【小田原ごきげんぐらし】 陶器の工房を営む夫婦×陽当りのいい元美容院

この連載では、わたしたち旧三福不動産で仲介させていただいた、楽しい暮らしを送られているお客さまをご紹介します。
第1回目は、2015年の秋に工房兼ご自宅を仲介させていただいた〈キカキカク〉の名で陶器の工房を営む、村山匠さんと渡辺愛さんのご夫妻です。

小田原市内でお住まいだったアパートが手狭になり、広く西湘で引っ越し先を探していたおふたり。陶芸家仲間の方がおふたりに弊社をご紹介くださったのが出会いのはじまりでした。Facebookページにいいね!をしていたところ、あるとき条件ぴったりの賃貸物件が紹介されているのを見て、すぐに連絡をくださいました。愛さんは、Facebookの投稿を見たときにはこころは決まっていたと言います。

工房の棚

元美容院だったスペースをリノベーションして工房へ。

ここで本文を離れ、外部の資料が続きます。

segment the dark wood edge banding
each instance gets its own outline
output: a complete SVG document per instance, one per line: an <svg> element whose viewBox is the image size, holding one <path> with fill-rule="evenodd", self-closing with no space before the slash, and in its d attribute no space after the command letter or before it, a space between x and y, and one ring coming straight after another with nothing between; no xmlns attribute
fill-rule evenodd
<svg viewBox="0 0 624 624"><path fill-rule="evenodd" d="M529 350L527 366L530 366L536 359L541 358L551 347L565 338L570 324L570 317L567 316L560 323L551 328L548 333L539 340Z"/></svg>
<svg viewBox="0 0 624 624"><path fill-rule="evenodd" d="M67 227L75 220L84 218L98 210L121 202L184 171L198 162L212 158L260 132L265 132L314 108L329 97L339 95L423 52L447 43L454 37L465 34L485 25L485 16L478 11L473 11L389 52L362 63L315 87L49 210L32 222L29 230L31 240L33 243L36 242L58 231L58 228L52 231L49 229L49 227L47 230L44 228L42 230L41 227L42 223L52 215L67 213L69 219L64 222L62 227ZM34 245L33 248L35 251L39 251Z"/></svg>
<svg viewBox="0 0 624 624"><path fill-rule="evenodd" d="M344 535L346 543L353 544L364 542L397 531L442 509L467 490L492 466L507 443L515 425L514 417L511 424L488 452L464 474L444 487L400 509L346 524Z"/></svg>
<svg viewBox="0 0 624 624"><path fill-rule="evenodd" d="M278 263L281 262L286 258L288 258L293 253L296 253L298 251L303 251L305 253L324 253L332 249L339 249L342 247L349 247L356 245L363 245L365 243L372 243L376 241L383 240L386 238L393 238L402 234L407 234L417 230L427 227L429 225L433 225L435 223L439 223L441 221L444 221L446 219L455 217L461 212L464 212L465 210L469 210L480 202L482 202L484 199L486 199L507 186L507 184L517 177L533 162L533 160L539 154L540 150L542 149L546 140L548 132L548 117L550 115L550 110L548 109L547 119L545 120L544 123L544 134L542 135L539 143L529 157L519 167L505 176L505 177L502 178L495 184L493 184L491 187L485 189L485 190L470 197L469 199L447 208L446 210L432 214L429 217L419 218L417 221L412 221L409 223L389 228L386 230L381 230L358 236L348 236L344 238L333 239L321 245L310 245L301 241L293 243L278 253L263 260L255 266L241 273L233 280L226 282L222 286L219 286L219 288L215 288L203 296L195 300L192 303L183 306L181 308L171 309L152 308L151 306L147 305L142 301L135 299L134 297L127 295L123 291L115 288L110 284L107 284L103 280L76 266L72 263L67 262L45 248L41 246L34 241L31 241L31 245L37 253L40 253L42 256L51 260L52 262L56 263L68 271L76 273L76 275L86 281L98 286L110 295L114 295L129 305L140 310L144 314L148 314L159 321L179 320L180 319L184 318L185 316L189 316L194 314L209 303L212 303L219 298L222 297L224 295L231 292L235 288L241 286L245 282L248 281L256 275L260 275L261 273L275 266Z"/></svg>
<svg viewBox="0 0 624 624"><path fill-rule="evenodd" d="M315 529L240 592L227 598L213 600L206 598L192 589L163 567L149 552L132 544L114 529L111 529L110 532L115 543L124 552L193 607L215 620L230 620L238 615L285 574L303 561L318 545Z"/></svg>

壁一面の棚には陶芸の道具が所狭しと並んでいる。

わたしたちと出会う以前、おふたりの物件探しは難航していました。工房兼住居として利用したかったため、必要な条件がたくさんあったのです。賃貸の一軒家で、リノベーション可能で、駐車場付き、庭付き、外に水道が付いていて…そして何よりも、窯が置ける物件、というのが譲れないポイントでした。半年くらい探していたという当時を振り返って「何を贅沢言ってるんだ、みたいな条件だったんですよね」と匠さんは笑います。うーん、確かにわたしたち不動産屋からしても、そんな物件にはなかなかお目にかかることがないのが本当のところです。

ですが、ご縁というのはあるものです。おふたりが出会ったのが、小田原駅からちょっと離れるものの徒歩圏内の元美容院兼住居だった物件。美容院だから、もちろん水回りはしっかりしていました。小さなお庭があって、そこに窯を置いてもいい、という大家さんのご了解も得られ、話はとんとん拍子に進んで契約はすんなり決まりました。

ガーデンシリーズ

キカキカクのうつわ。制作から商品の発送まで、すべての工程を工房兼住居で夫婦ふたりで行っている。

あんなにたくさんの条件をクリアしたのに、さらに良いことにこのおうちには1階にも2階にも日当たりのいい広縁があったんです。この場所はおふたりのお気に入り。1階には完成した商品を保管して、2階は椅子などを置いて日向ぼっこするスペースにしています。将来的には1階のこの広縁にギャラリーを作れたら、というひそかな夢も教えてもらいました。(※現在、こちらは店舗やギャラリーとしては公開しておりません。ご訪問はいただけませんのでご了承ください)

このおうちに引っ越して来て、スペースが広くなったことで出来ることが格段に増えたのだそうです。ふたりで同じ空間で同時に作業ができたり、生産できる数も増えたり。良いことばっかりです、と笑顔で語ってくださって、なんだかこちらまで嬉しくなってしまいました。こうしてほんの少しだけでもごきげんな暮らしのお手伝いができるのは、わたしたちにとっても本当にしあわせなことです。

広縁

おふたりのお気に入りの広縁には太陽のひかりがさんさんと降り注ぐ。

小田原は「ふつうの暮らしが楽しいまち」と愛さん。海やお城があって、温泉にもすぐ行ける小田原を気に入っていると言います。匠さんは、このまちに越してからランニングや楽器の演奏など趣味も幅広くなったのだとか。ちなみに、おふたりの小田原お気に入りスポットは、蛍田の「春小麦」と二宮の「ブーランジェリーヤマシタ」の2軒のパン屋さん。春小麦はふっくらふわふわ、ブーランジェリーヤマシタは素朴なハード系のパンが中心。どちらも夕方には売り切れてしまうことも多い人気店です。

野菜柄

定番は白地に紺の野菜柄。シンプルながら表情のあるうつわばかりだ。

 

普段はネットショップでの販売のほか、カミイチや大磯市にも出店されているキカキカクさん。2018年2月には茅ヶ崎の熊澤酒造内にある「okeba gallery&shop」にて個展が開催されます。遊び心があって使い勝手の良いうつわが並びます。実は、旧三福不動産のスタッフは全員キカキカクのうつわを愛用中。いつもの食卓がちょっと楽しくなる、みんなのお気に入りです。

『小田原ごきげんぐらし』では引き続きお客さまと物件のすてきな出会いをご紹介していきます。みなさんのおうち探しにわくわくをプラスするお手伝いができれば嬉しいです。